Jumat, 20 November 2009

Nasi bungkus

Malam semakin kelam, namun bunyi riuh ramai berbagai jenis kendaraan, simpang siur lewat di depan mataku, tak dapat dipisahkan lagi, antara asap knalpot dengan asap rokok, yang keluar tiada henti dari bibir2 kering supir angkot, wajah2 kelelahan yang masih saja setia mencari penumpang, demi mengejar setoran.

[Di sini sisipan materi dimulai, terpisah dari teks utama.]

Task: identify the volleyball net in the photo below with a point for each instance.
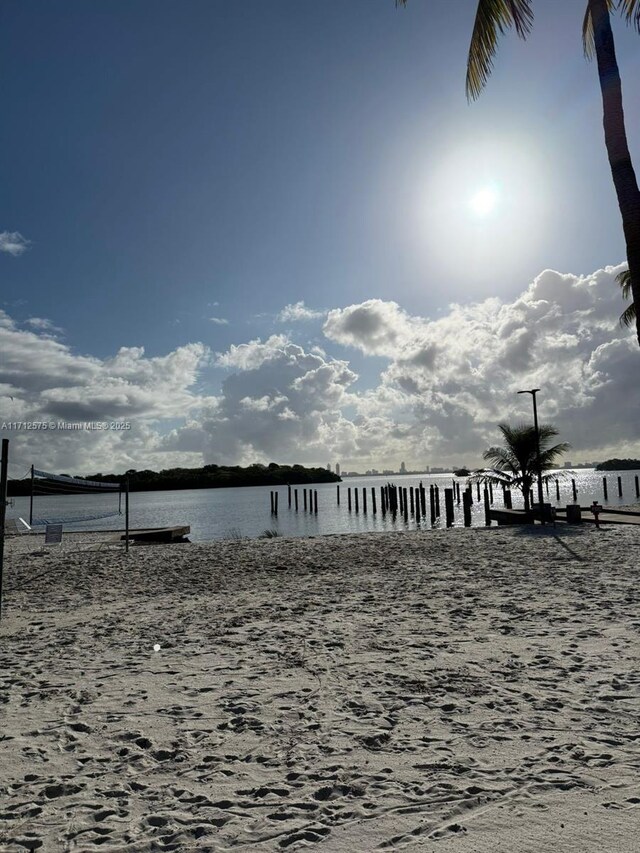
(44, 483)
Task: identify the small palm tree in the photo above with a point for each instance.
(515, 465)
(628, 316)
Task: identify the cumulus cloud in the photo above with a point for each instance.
(298, 312)
(458, 376)
(43, 380)
(43, 325)
(13, 243)
(446, 384)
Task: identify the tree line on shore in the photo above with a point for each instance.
(207, 477)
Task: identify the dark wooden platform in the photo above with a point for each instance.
(159, 534)
(607, 516)
(511, 516)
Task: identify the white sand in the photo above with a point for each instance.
(460, 690)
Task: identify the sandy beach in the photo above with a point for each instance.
(458, 690)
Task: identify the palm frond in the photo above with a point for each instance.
(588, 38)
(493, 18)
(628, 316)
(631, 11)
(624, 280)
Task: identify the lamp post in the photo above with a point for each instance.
(533, 393)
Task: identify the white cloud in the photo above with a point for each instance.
(298, 312)
(458, 376)
(13, 243)
(43, 325)
(446, 385)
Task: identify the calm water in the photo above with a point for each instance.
(231, 513)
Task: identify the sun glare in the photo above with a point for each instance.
(484, 201)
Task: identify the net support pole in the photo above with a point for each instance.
(126, 514)
(3, 507)
(31, 497)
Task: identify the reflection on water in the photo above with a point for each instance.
(232, 513)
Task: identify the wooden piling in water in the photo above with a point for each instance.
(466, 508)
(448, 506)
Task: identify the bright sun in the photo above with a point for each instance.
(484, 201)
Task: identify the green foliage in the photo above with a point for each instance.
(208, 477)
(515, 465)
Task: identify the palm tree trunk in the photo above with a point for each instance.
(624, 178)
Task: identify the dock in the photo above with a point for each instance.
(606, 516)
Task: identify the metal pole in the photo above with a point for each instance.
(31, 499)
(539, 463)
(126, 515)
(3, 507)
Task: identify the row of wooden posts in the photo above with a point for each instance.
(412, 501)
(398, 500)
(605, 490)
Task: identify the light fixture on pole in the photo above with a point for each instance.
(533, 393)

Sesekali ku melirik ke dalam 2 plastik besar berwarna hitam yang ku bawa, didalamnya masih tersisa sekitar 20 bungkus nasi yang berisi berbagai jenis lauk, ada nasi ayam, nasi ikan, dan nasi ati, diplastik satunya juga masih bertumpuk air minum yang terbungkus dalam plastik bening perempatan, tanganku bergetar, terlihat warna merah melintang di telapaknya, kanan dan kiri, beban yang hampir sama setiap harinya ku bawa. Terpaksa ku menurunkannya sejenak, ku taruh dekat pagar pembatas terminal yang masih saja ramai, ku mengambil nafas dalam2, seakan tak ingin oksigen yang kuhirup diambil orang. Sudah hampir seminggu ini ku tak dapat menyaksikan film2 kesayanganku di RCTI, karena sehabis maghrib ku langsung mengayuh sepedaku tuk membawa beberapa nasi bungkus yang siap dimakan, menggoes sadelnya, ku arahkan menuju terminal yang ramai itu, berharap ada yang mau membeli daganganku, ku rela melakukan ini demi keluargaku, ku harus membantu dengan tenagaku, karena tak ada lagi yang aku punya selain itu.

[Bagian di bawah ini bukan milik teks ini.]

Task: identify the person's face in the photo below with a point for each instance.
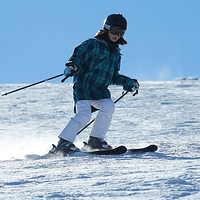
(112, 37)
(114, 33)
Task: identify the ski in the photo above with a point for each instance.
(150, 148)
(116, 151)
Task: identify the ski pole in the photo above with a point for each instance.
(32, 84)
(125, 93)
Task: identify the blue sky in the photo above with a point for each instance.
(38, 36)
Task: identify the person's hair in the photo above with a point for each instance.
(102, 34)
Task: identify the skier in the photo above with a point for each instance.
(95, 65)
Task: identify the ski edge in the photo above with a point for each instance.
(150, 148)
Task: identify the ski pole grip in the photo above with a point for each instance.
(64, 79)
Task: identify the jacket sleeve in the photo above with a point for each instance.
(82, 53)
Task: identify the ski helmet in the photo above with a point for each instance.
(115, 20)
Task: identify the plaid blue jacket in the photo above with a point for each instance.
(97, 69)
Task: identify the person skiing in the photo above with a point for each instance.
(95, 65)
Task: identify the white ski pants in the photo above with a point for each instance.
(83, 116)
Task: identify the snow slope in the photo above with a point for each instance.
(163, 113)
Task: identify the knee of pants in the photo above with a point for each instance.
(108, 106)
(82, 118)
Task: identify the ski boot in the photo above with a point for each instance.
(98, 143)
(65, 147)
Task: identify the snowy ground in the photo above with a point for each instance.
(164, 113)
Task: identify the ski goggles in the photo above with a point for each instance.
(116, 31)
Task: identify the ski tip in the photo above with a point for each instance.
(153, 148)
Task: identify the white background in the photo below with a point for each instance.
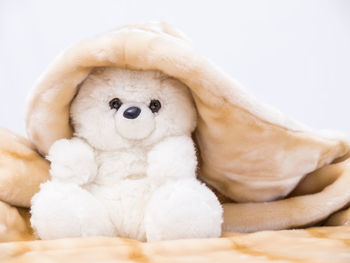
(294, 55)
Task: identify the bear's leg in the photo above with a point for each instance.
(183, 209)
(62, 210)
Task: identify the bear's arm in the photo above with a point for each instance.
(175, 157)
(72, 161)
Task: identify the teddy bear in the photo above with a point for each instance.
(130, 168)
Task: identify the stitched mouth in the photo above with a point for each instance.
(136, 176)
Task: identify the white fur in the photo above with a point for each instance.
(123, 177)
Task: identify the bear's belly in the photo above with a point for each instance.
(126, 202)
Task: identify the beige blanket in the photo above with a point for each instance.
(270, 172)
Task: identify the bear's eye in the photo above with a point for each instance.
(155, 105)
(115, 103)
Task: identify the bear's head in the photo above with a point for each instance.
(119, 108)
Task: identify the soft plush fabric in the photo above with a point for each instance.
(248, 151)
(326, 244)
(130, 163)
(22, 169)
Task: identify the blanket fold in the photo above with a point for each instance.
(273, 172)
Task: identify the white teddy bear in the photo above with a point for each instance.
(130, 169)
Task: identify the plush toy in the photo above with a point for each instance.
(130, 169)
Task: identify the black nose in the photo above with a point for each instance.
(132, 112)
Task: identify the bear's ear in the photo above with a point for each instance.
(249, 152)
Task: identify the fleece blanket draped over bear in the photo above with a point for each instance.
(269, 171)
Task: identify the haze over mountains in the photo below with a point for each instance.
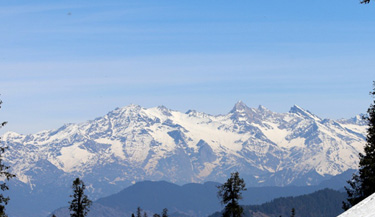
(131, 144)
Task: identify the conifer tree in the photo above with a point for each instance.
(79, 206)
(139, 212)
(362, 184)
(230, 193)
(4, 174)
(293, 213)
(165, 212)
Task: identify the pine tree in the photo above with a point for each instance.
(362, 184)
(4, 174)
(139, 212)
(230, 193)
(79, 206)
(293, 213)
(165, 212)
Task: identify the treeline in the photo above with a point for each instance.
(164, 213)
(323, 203)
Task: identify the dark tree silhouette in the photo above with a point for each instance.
(293, 213)
(362, 184)
(230, 193)
(79, 206)
(139, 212)
(4, 174)
(165, 212)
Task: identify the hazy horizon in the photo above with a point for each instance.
(73, 61)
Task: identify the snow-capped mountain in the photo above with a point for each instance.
(133, 143)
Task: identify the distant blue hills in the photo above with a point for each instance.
(190, 199)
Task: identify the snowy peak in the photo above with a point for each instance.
(304, 113)
(134, 143)
(239, 107)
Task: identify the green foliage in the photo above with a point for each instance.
(230, 193)
(323, 203)
(362, 184)
(79, 206)
(4, 174)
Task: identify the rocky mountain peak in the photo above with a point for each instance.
(304, 113)
(239, 107)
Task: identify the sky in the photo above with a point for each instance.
(72, 61)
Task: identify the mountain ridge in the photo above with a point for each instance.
(132, 144)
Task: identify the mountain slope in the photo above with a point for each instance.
(187, 200)
(131, 144)
(322, 203)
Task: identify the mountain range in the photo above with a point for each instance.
(132, 144)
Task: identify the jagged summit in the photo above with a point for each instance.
(306, 113)
(132, 144)
(239, 107)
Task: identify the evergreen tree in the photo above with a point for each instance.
(362, 184)
(293, 213)
(165, 212)
(230, 193)
(139, 212)
(4, 174)
(79, 206)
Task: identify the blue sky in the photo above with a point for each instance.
(71, 61)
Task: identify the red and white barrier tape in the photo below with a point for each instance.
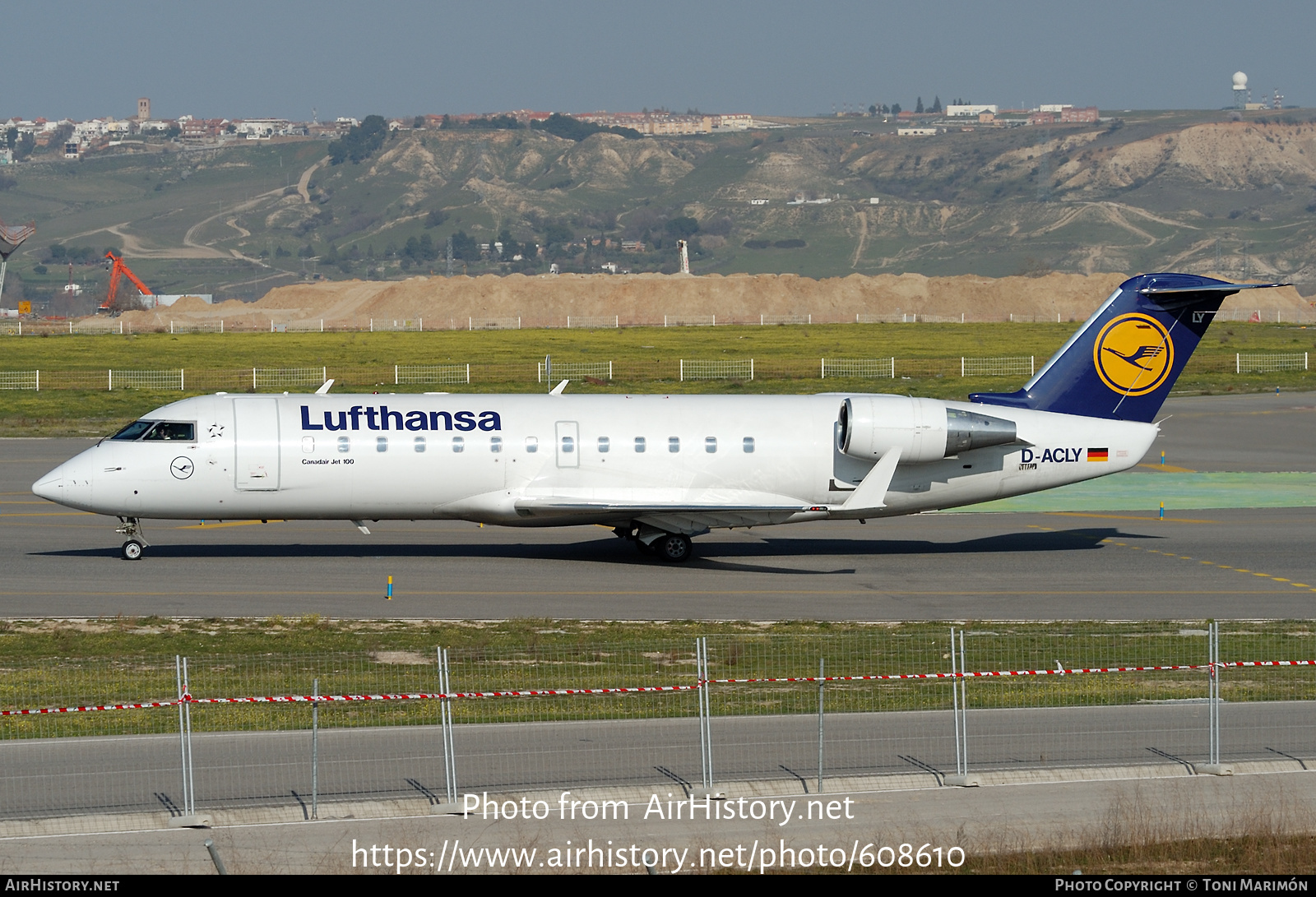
(636, 690)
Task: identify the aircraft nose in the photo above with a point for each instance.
(52, 486)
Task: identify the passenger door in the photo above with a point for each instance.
(256, 423)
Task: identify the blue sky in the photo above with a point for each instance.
(241, 58)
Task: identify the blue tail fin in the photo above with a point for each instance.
(1124, 361)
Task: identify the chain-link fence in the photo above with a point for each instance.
(444, 374)
(1254, 363)
(730, 368)
(998, 368)
(557, 371)
(174, 379)
(859, 368)
(132, 736)
(280, 377)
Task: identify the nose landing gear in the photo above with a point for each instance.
(675, 548)
(136, 543)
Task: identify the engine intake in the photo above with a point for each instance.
(924, 429)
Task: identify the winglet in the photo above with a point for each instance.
(873, 492)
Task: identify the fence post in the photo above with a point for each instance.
(960, 708)
(315, 750)
(706, 738)
(820, 725)
(445, 705)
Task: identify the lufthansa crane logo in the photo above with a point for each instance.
(1133, 354)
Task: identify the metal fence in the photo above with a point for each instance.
(813, 713)
(494, 324)
(174, 379)
(594, 322)
(860, 368)
(998, 368)
(1267, 363)
(385, 325)
(443, 374)
(556, 371)
(741, 368)
(278, 377)
(20, 381)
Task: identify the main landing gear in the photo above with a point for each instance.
(675, 548)
(136, 543)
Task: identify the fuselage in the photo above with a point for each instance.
(544, 460)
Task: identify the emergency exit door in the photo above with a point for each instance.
(569, 443)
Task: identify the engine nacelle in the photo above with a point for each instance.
(924, 429)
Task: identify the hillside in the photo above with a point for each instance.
(458, 303)
(1145, 191)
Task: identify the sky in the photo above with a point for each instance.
(248, 58)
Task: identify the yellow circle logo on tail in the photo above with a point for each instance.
(1133, 354)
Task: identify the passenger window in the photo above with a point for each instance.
(171, 432)
(135, 430)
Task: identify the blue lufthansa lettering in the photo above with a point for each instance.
(386, 418)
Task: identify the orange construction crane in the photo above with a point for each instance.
(116, 270)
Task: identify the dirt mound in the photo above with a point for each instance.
(651, 298)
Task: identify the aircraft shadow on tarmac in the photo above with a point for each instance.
(717, 555)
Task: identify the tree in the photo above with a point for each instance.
(682, 228)
(361, 142)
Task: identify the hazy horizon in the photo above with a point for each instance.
(248, 59)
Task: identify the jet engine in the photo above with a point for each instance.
(924, 429)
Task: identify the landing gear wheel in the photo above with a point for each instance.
(674, 548)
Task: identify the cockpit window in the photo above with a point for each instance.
(135, 430)
(158, 432)
(171, 432)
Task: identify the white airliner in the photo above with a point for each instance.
(657, 469)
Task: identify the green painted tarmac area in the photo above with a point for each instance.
(1132, 491)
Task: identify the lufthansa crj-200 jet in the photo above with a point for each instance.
(657, 469)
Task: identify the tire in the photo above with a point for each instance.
(674, 548)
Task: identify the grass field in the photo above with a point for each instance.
(646, 359)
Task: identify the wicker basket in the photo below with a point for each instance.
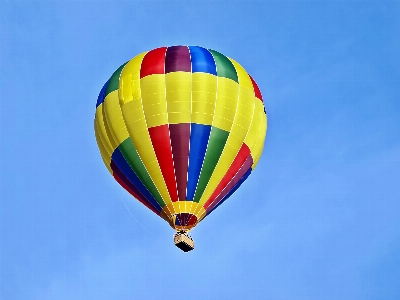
(183, 241)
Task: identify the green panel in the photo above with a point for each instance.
(215, 146)
(130, 154)
(114, 80)
(225, 68)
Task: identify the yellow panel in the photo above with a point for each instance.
(179, 107)
(178, 118)
(222, 123)
(138, 131)
(252, 135)
(157, 120)
(108, 144)
(244, 79)
(235, 140)
(153, 99)
(204, 95)
(203, 107)
(225, 107)
(204, 82)
(129, 84)
(114, 118)
(262, 129)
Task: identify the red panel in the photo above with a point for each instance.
(180, 136)
(257, 91)
(239, 160)
(238, 176)
(153, 62)
(127, 188)
(160, 139)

Sepeda kuparkir ditempat yang aman, dan ku kunci sedemikian rupa agar ia tidak hilang. Tak perlu pelatihan, tak perlu masuk perguruan, yang kuperlukan belajar dari alam, bagaimana sebaik dan sesopan mungkin menjajakan apa yang kubawa, target utamaku sopir2 angkot yang begitu dìsibukan mencari langganan, sehingga tak sempat jalan ke warung makan. Penuh senyum harapan agar mereka mau membeli daganganku, ku mulai menawarkan, berkeliling, berputar-putar di dalam dan luar terminal, pada awalnya aku sangat malu melakukan ini semua, sifatku yang sebenarnya seorang yang pendiam, terasa minder, saat harus berinteraksi dengan banyak orang yang tak ku kenal. Wajah-wajah kasar, memang telah melekat pada masing2 mereka, seolah telah di cap, untuk selamanya menderita, namun, wajah2 kasar itu, nampak seperti tampan dan bercahaya, tentunya bila daganganku dibelinya. Diawal-awal hari ku berjualan nasi bungkus, ku begitu tak menduga, ternyata selalu tanpa sisa, hanya menyisakan plastik kosong bekas wadahnya, ku bawa pulang agar bisa di gunakan lagi setiap harinya. Ku mulai menghitung-hitung, seandainya setiap hari demikian, mungkin lunas semua hutang, hutang yang menyelimuti keluargaku, membuat kehangatanpun berkurang, tenggelam dalam dinginnya berbagai tagihan, bagai menyedot darah pelan2, para lintah darat laknat itu menikmati keringat ayahku, ku bertekad, tuk membunuh semua lintah yang menempel ditubuh.
Tersadar dari lamunanku, ku kembali mengangkat dua plastik besar yang masih berat itu, semakin hari, semakin banyak saja sisa dari daganganku ini, ternyata tìdak seperti para pekerja di perusahaan, orang yang berdagang tak dapat di pastikan, kapan ia untung, kapan ia buntung. Waktu telah setengah jam lewat dari pukul delapan malam, lelah yang tersisa, membuat jalanku semakin gontai, setengah jam lagi, sebelum waktuku habis, karena setengah jam lagi waktu operasi angkot telah berakhir, di gantikan dengan ojek motor dan sepeda.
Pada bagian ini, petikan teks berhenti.